ワイナリーの周辺に住む人々の嗜好に応え、廉価ながら水準が高い、生活を豊かにする手段としてのワインを提供することの喜びを、我々は世界のワイン造りの歴史を通して知っている。人々の暮らしの食、住、環境、季節等に合わせたワインの提供は、その暮らしを格段に快適にする。

 

オーストラリアのワイン産業に望みたいのは、土地が持つブドウ育成の特性を最大まで高めて欲しい、ということに尽きる。次の二点を指摘したい。
第一に、現在ワインは各収穫地区の各ワイナリーで、同じように多品種で大量に生産されている。ワイナリーに来る客のあらゆる要望に対応するためだとしているが、国民がワインを楽しみ親しんでいる段階では許されるが、マーケットは無限ではなくゆくゆくは飽和する。そうなると道は二つしかなく、海外に販路を広げるか、生産数を調整するかである。いずれも大企業、大資本グループに有利な展開となる。特長がないままに他と同様の生産を続けているワイナリーは、そのとき一気に淘汰される。
これまでもまた現在でも、地域のテロワールを追求し、少量収穫と品質向上に努めてきたワイナリーはある。ワイナリーだけでワインを選ぶのではなく、地域である程度のワインが判断できるように個性づけられないものか。土地の特性を尊重した、他の地区とは差別化した品種によるワインの育成と開発を期待したい。

 

第二の点は、ワイン開発の新世界グループに共通して言えることだが、ワインは食卓から切り離しては考えられないものである。ワインそのものの美味さは重要なことではあるが、いかに地域の食、風土とワインを合わせるかである。その点を離れると、ワインは衰退する。

 

フランスワインで考えると、グラーブの白に合わせる食事を思うとき、そこにぺサック・レオニャン地域の風土が同時に浮かぶ。
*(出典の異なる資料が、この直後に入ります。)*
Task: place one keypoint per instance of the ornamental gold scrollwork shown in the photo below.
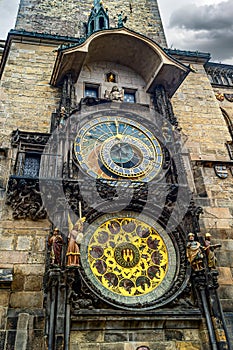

メドックの赤を羊と併せて飲むときは暑い気候のボルドーの活力と広大なワイナリー、ブルゴーニュのピノ・ノアと共に出された鴨やモンラッシェの輝きを前にした鳩料理と冷涼なコート・ドールの自然、ボージョレ−ワインと爽やかな自然を背景とした軽食、細く連なるロワール地方のサンセールなどで楽しむ河辺の魚貝類、冷え込むアルザスの丘陵地帯とシュークルートやフォアグラ、ローヌ地方の急傾斜と特異な地形から産み出される力強いワインとジビエ料理など、ワインを思うとき、そこでの自然、暮らしと食の傾向、生活を愉しむ人々のエネルギーが重なり浮かぶ。

 

オーストラリアにおいても、例えばバロッサ(アデレード全体でもよいが)の風土と食、マーガレット・リヴァのインド洋に面した自然が産出する食物とワイン、ヤラヴァレー、ハンターヴァレー、タスマニア等々それぞれのワイン産地ごとに楽しめる、地域の特長を活かした食や味覚を、是非世界のグルメとワインファンに提供して欲しい。オーストラリアワインを生産する大地は、総じて肥沃で気温が高いこともあり、ブドウの糖度が増し、果実味豊かでアルコール度も高くなる。これは食と合わせるときに、厳しいチャレンジではある。しかしこの過程をくぐり抜けたとき、ワインの風味は一層豊かになる。それはオージーファンを増すことであるし、オージーの可能性を世界に認知させることでもある。
We love Aussie. オージーオージーの大声援を送りたい。